I. The Foundational Question: Monolith or Services?

The first architectural decision any SaaS project faces is decomposition strategy. For a project at this scale — a single product, a solo or small team, with a bounded and well-understood domain — the answer is almost always the same, even if it is not always the one that gets chosen.

A modular monolith is the correct starting point.

The architecture chosen here follows this principle precisely. A single Next.js application contains all functional domains, each isolated into its own module directory with a consistent internal structure. The business logic boundary is enforced not by network calls or service contracts, but by module cohesion and the tRPC router interface.

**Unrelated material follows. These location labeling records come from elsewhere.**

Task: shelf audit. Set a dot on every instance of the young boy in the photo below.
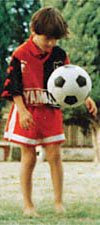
(34, 118)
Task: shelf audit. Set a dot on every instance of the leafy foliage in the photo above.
(14, 27)
(83, 46)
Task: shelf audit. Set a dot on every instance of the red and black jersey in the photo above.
(29, 72)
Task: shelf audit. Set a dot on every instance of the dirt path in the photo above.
(81, 181)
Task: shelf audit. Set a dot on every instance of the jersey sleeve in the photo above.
(13, 82)
(67, 60)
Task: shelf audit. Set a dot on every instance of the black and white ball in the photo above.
(69, 85)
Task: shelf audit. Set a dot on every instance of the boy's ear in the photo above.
(33, 33)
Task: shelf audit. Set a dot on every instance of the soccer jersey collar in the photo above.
(36, 51)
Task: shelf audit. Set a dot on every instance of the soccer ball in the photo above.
(69, 85)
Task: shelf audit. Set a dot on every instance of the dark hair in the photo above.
(48, 21)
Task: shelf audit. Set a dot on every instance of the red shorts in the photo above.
(48, 127)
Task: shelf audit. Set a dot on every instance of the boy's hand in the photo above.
(91, 106)
(26, 119)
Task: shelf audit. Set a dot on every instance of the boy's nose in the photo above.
(51, 43)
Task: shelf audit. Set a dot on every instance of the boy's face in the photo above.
(43, 42)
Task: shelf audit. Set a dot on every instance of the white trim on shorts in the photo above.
(30, 141)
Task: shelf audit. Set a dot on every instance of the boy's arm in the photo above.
(91, 106)
(13, 90)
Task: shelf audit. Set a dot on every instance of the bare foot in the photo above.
(60, 208)
(31, 212)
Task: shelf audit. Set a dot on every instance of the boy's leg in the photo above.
(54, 159)
(28, 160)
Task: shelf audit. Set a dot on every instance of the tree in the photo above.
(83, 46)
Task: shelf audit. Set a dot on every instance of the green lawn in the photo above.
(76, 214)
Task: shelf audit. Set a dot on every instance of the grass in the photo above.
(77, 213)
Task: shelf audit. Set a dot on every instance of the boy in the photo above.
(34, 118)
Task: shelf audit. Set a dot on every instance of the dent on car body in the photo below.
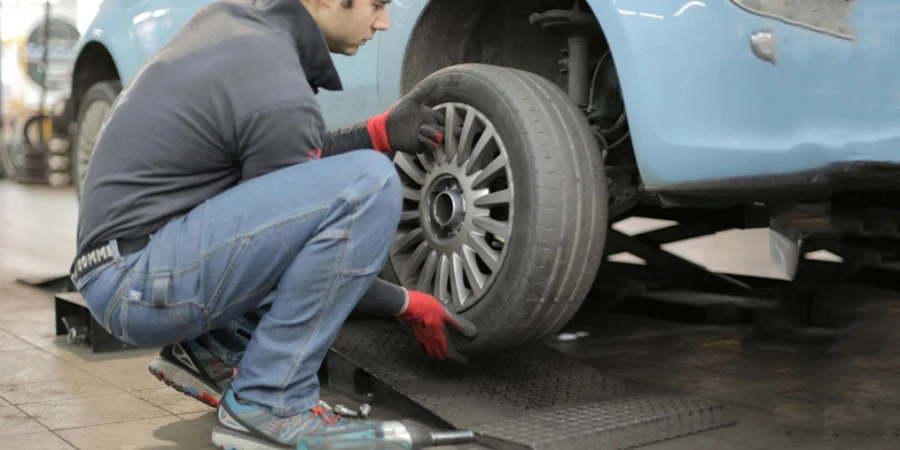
(826, 16)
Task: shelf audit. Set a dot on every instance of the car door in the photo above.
(154, 22)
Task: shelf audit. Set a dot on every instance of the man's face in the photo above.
(346, 28)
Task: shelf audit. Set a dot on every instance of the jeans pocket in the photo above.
(145, 324)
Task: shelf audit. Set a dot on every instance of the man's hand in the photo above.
(429, 320)
(407, 127)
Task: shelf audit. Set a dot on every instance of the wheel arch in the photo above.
(440, 33)
(95, 63)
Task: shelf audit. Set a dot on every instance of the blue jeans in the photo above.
(289, 253)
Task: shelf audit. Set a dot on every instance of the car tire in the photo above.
(557, 204)
(92, 113)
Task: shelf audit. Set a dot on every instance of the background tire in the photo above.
(558, 201)
(92, 113)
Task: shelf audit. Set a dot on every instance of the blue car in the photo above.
(568, 113)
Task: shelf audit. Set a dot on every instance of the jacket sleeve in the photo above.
(278, 136)
(382, 299)
(346, 139)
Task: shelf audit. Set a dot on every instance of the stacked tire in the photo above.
(59, 160)
(38, 157)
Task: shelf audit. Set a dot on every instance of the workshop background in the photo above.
(830, 380)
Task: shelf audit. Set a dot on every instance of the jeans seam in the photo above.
(212, 302)
(239, 301)
(329, 299)
(261, 229)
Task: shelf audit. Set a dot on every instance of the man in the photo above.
(219, 218)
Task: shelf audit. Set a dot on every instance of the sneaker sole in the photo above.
(183, 381)
(228, 439)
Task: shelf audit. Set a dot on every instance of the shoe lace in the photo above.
(327, 416)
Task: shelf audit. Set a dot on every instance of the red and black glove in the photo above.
(407, 127)
(429, 320)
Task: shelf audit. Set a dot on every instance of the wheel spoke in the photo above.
(494, 169)
(428, 272)
(443, 278)
(427, 162)
(465, 138)
(415, 261)
(493, 226)
(476, 278)
(503, 197)
(490, 256)
(482, 143)
(403, 242)
(409, 216)
(406, 165)
(411, 193)
(457, 282)
(450, 141)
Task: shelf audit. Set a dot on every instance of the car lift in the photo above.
(541, 398)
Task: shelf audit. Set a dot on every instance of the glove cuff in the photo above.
(377, 127)
(405, 303)
(413, 309)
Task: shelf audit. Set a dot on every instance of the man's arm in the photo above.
(383, 299)
(426, 315)
(406, 127)
(349, 138)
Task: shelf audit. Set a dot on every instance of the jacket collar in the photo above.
(293, 17)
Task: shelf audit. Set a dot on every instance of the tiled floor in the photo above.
(816, 389)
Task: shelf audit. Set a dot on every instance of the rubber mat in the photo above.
(534, 398)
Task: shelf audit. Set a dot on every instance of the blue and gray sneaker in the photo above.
(242, 425)
(191, 369)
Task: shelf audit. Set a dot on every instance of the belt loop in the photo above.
(114, 247)
(160, 290)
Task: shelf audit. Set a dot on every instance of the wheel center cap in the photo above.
(448, 209)
(446, 206)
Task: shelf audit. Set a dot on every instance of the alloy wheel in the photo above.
(457, 217)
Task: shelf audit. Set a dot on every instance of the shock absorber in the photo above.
(578, 27)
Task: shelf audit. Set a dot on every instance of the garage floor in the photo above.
(816, 389)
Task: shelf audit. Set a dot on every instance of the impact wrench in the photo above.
(389, 435)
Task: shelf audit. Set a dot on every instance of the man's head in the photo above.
(348, 24)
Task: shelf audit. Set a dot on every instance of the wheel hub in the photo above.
(447, 209)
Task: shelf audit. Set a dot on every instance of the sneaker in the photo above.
(242, 425)
(194, 371)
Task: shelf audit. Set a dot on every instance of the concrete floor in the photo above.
(814, 389)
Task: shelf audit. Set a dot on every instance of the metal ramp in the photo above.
(534, 398)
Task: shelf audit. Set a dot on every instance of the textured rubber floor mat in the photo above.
(534, 398)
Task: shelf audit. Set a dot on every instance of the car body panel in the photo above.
(133, 31)
(702, 105)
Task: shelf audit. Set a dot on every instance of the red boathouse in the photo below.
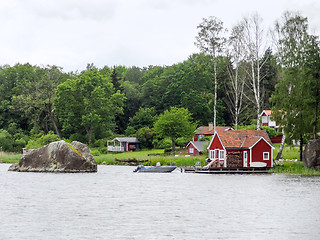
(241, 148)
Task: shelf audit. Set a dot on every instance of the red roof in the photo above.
(204, 130)
(242, 138)
(268, 112)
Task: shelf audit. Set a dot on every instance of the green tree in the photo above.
(210, 40)
(36, 95)
(296, 97)
(174, 123)
(146, 136)
(88, 102)
(145, 117)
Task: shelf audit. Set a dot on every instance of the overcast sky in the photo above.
(72, 33)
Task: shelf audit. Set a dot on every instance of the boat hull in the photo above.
(161, 169)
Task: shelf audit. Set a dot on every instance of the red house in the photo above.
(123, 144)
(267, 120)
(243, 148)
(205, 131)
(196, 148)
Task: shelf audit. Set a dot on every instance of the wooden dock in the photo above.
(222, 170)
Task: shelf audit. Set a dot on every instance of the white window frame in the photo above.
(221, 154)
(211, 154)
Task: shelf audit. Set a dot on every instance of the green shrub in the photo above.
(164, 143)
(207, 138)
(6, 141)
(95, 153)
(39, 142)
(182, 141)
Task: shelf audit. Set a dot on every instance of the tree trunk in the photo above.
(315, 120)
(301, 146)
(215, 94)
(281, 147)
(173, 146)
(89, 132)
(54, 124)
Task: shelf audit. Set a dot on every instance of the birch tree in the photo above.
(253, 44)
(210, 40)
(296, 98)
(235, 88)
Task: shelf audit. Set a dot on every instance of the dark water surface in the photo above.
(116, 203)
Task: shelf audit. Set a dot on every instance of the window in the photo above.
(221, 155)
(211, 154)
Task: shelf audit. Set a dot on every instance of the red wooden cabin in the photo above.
(195, 148)
(205, 131)
(254, 147)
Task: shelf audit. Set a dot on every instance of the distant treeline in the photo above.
(99, 103)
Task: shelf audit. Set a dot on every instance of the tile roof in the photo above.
(198, 145)
(127, 139)
(204, 130)
(268, 112)
(242, 138)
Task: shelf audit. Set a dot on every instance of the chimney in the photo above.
(210, 126)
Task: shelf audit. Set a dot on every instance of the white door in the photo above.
(245, 158)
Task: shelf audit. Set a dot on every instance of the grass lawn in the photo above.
(287, 167)
(289, 152)
(294, 167)
(9, 157)
(180, 160)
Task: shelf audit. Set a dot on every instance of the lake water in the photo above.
(116, 203)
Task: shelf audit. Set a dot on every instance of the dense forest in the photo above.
(232, 80)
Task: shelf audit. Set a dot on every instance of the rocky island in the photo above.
(58, 156)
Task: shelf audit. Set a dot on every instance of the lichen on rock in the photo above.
(57, 156)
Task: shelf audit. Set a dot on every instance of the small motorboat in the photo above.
(157, 168)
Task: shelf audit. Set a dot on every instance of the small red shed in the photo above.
(254, 146)
(196, 148)
(205, 131)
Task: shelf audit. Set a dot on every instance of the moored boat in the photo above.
(156, 169)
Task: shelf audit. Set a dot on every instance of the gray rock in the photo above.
(311, 154)
(57, 157)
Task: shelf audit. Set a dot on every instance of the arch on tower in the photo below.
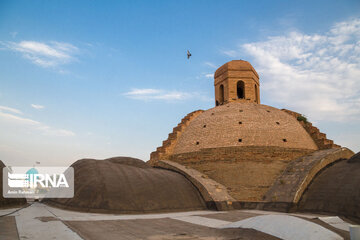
(240, 89)
(256, 94)
(221, 94)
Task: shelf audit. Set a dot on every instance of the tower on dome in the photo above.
(236, 81)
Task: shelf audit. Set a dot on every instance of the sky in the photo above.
(98, 79)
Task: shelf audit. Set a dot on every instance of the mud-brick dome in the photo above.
(243, 124)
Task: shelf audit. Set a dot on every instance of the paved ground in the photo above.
(40, 221)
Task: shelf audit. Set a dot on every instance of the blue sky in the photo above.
(110, 78)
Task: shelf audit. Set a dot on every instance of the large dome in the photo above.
(243, 124)
(128, 185)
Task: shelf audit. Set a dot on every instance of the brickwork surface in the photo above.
(243, 124)
(319, 138)
(335, 190)
(298, 174)
(229, 74)
(247, 172)
(211, 191)
(169, 144)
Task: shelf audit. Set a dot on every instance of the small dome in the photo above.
(236, 65)
(243, 124)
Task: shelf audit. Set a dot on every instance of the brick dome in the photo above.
(243, 124)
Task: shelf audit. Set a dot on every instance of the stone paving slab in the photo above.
(203, 221)
(286, 227)
(155, 229)
(30, 225)
(336, 222)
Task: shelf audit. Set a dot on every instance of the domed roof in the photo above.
(243, 124)
(236, 65)
(128, 185)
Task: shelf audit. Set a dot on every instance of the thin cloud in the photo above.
(13, 110)
(37, 106)
(8, 116)
(44, 54)
(210, 64)
(156, 94)
(316, 74)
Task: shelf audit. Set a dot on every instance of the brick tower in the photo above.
(236, 81)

This approach has a specific set of advantages that only become visible in production:

Atomic transactions across domain boundaries are trivial. In a microservices architecture, marking an application as "reviewed" while simultaneously sending a notification and updating a dashboard counter requires distributed transaction coordination — one of the genuinely hard problems in distributed systems. In a monolith, it is a Prisma $transaction block.
Type safety is end-to-end. With tRPC, a TypeScript type defined in a server router is automatically available to the React client without code generation steps or manual type synchronisation. The TypeScript compiler enforces the API contract between frontend and backend at build time.
Deployment surface is minimal. One application, one deployment target, one set of environment variables to manage.

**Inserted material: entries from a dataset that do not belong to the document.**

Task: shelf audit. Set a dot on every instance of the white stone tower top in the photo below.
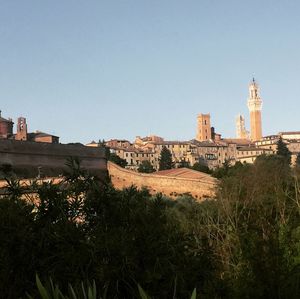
(254, 100)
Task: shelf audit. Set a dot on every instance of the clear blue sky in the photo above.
(97, 69)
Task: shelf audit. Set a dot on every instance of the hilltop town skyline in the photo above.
(117, 70)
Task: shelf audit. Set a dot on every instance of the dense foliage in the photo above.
(165, 159)
(243, 244)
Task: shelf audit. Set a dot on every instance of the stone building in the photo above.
(249, 154)
(6, 127)
(6, 132)
(241, 131)
(255, 105)
(203, 127)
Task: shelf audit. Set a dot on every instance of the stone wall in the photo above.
(27, 159)
(169, 186)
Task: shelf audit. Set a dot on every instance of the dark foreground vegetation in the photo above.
(243, 244)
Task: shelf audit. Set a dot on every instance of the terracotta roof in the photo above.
(5, 120)
(40, 134)
(239, 141)
(289, 133)
(249, 148)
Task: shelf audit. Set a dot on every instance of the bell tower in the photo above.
(254, 106)
(203, 128)
(21, 129)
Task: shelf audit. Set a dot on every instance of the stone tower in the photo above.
(254, 106)
(241, 131)
(203, 128)
(21, 129)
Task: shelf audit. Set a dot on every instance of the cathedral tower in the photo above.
(21, 129)
(254, 106)
(241, 131)
(203, 129)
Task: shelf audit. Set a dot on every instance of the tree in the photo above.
(298, 160)
(146, 167)
(165, 160)
(117, 160)
(283, 151)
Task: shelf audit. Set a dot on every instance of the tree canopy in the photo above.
(165, 160)
(283, 151)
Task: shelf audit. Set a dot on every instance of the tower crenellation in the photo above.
(255, 106)
(203, 128)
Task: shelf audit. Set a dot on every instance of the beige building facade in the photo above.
(255, 106)
(203, 127)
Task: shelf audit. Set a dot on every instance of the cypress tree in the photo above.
(283, 151)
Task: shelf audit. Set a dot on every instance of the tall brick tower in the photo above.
(21, 129)
(254, 106)
(203, 128)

The cost is well-understood: as the team or domain grows, the monolith requires discipline to keep modules genuinely isolated. Without enforced boundaries, the modular monolith collapses into a distributed ball of mud. The module-first directory structure — each domain owning its own server/, view/, schema/, and types/ directories — is the primary mechanism for preserving those boundaries.

II. The Module Architecture in Detail

Each functional domain in the codebase follows a consistent internal decomposition:

src/modules/[domain]/
  server/          — tRPC router, service functions, DB queries
  view/            — React components, pages, feature hooks
  schema/          — Zod validation schemas
  types/           — Domain-specific TypeScript types
  utils/           — Feature-local utility functions

This structure makes a specific claim about ownership: the module boundary is the unit of reasoning, not the technical layer. A candidate applications engineer does not need to understand the recruiter module to work on application workflows. The schema, API surface, and UI for that domain are co-located.

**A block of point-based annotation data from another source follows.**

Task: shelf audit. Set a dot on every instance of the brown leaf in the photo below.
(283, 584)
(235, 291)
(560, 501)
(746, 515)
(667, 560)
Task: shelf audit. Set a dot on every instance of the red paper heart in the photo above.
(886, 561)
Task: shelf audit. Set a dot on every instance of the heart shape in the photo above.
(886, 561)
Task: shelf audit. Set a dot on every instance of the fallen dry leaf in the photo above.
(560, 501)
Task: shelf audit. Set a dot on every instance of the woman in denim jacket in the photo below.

The domains mapped to modules are:

auth — registration, login, session management, email verification
candidate/* — profile, applications, CV review, shortlist, dashboard
recruiter/* — jobs, applications, company, profile, shortlist, dashboard
jobs + companies — public discovery (unauthenticated)
messaging — peer-to-peer conversations between candidates and recruiters
notifications — in-app notification state and event-driven creation
files — upload, metadata, ownership enforcement
lookup — reference data (regions, cities, fields of study, sectors)
settings — user-level preferences

This is approximately the right level of domain decomposition for a platform of this scope. The domains are large enough to be coherent and small enough to be owned.

III. Role-Based Access Control: The Dual-Layer Model

A three-role system — candidate, recruiter, administrator — requires a RBAC implementation that is both strict and operationally ergonomic. The approach taken here solves this with two independent enforcement layers that serve different purposes.

Layer 1: Edge Middleware

A middleware function intercepts every request before it reaches application code. It performs fast, stateless checks using cookie presence and URL prefix matching:

If the request targets /candidate/* and the session cookie indicates a recruiter role, redirect immediately.
If the request targets an authenticated prefix with no session cookie at all, redirect to login.

This layer is intentionally shallow. It cannot — and does not try to — perform deep database validation. Its purpose is user experience: preventing a recruiter from seeing a 403 page deep inside the candidate dashboard by catching the mismatch at the earliest possible point in the request lifecycle.

Layer 2: tRPC Procedure Guards

Every mutation and query in the API layer is wrapped in a typed procedure guard:

protectedProcedure — requires any authenticated session
candidateProcedure — requires authenticated session with role === CANDIDATE
recruiterProcedure — requires authenticated session with role === RECRUITER
adminProcedure — requires authenticated session with role === ADMIN

These are not UI redirects. They perform actual database-backed session validation and return TRPCError with code UNAUTHORIZED or FORBIDDEN on failure. An authenticated recruiter calling a candidateProcedure endpoint receives a typed error, regardless of what the middleware did or did not catch.

The design principle here is defense in depth: middleware handles UX, procedure guards handle security. The two layers are independent — compromising or bypassing one does not compromise the other.

Ownership Verification

Role checks are necessary but not sufficient. A recruiter is authorised to manage their own jobs but not those of another recruiter. A candidate should only access their own application history.

The correct pattern — applied consistently throughout the codebase — is to scope every query to the authenticated user's identity, not just their role:

// Anti-pattern: role check only
const job = await db.job.findUnique({ where: { id: input.jobId } });
if (!job) throw new TRPCError({ code: "NOT_FOUND" });
// Nothing stops a recruiter from editing another recruiter's job

// Correct pattern: scope to authenticated user
const job = await db.job.findUnique({
  where: {
    id: input.jobId,
    recruiterId: ctx.user.id  // ownership enforced at query level
  }
});
if (!job) throw new TRPCError({ code: "NOT_FOUND" });

This pattern means that even if a procedure guard were bypassed, the query itself would return nothing for data that doesn't belong to the authenticated user.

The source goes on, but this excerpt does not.